Cyclic and multilevel causation in evolutionary processes

Many models of evolution are implicitly causal processes. Features such as causal feedback between evolutionary variables and evolutionary processes acting at multiple levels, though, mean that conventional causal models miss important phenomena. We develop here a general theoretical framework for analyzing evolutionary processes drawing on recent approaches to causal modeling developed in the machine-learning literature, which have extended Pearl’s ‘do’-calculus to incorporate cyclic causal interactions and multilevel causation. We also develop information-theoretic notions necessary to analyze causal information dynamics in our framework, introducing a causal generalization of the Partial Information Decomposition framework. We show how our causal framework helps to clarify conceptual issues in the contexts of complex trait analysis and cancer genetics, including assigning variation in an observed trait to genetic, epigenetic and environmental sources in the presence of epigenetic and environmental feedback processes, and variation in fitness to mutation processes in cancer using a multilevel causal model respectively, as well as relating causally-induced to observed variation in these variables via information theoretic bounds.
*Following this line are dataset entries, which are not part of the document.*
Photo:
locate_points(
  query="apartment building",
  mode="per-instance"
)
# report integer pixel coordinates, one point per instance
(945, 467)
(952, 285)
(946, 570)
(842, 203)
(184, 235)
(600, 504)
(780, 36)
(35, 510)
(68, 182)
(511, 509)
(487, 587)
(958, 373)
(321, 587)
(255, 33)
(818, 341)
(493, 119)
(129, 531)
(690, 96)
In the process, we introduce a general class of multilevel causal evolutionary processes which connect evolutionary processes at multiple levels via coarse-graining relationships. Further, we show how a range of ‘fitness models’ can be formulated in our framework, as well as a causal analog of Price’s equation (generalizing the probabilistic ‘Rice equation’), clarifying the relationships between realized/probabilistic fitness and direct/indirect selection. Finally, we consider the potential relevance of our framework to foundational issues in biology and evolution, including supervenience, multilevel selection and individuality. Particularly, we argue that our class of multilevel causal evolutionary processes, in conjunction with a minimum description length principle, provides a conceptual framework in which identification of multiple levels of selection may be reduced to a model selection problem.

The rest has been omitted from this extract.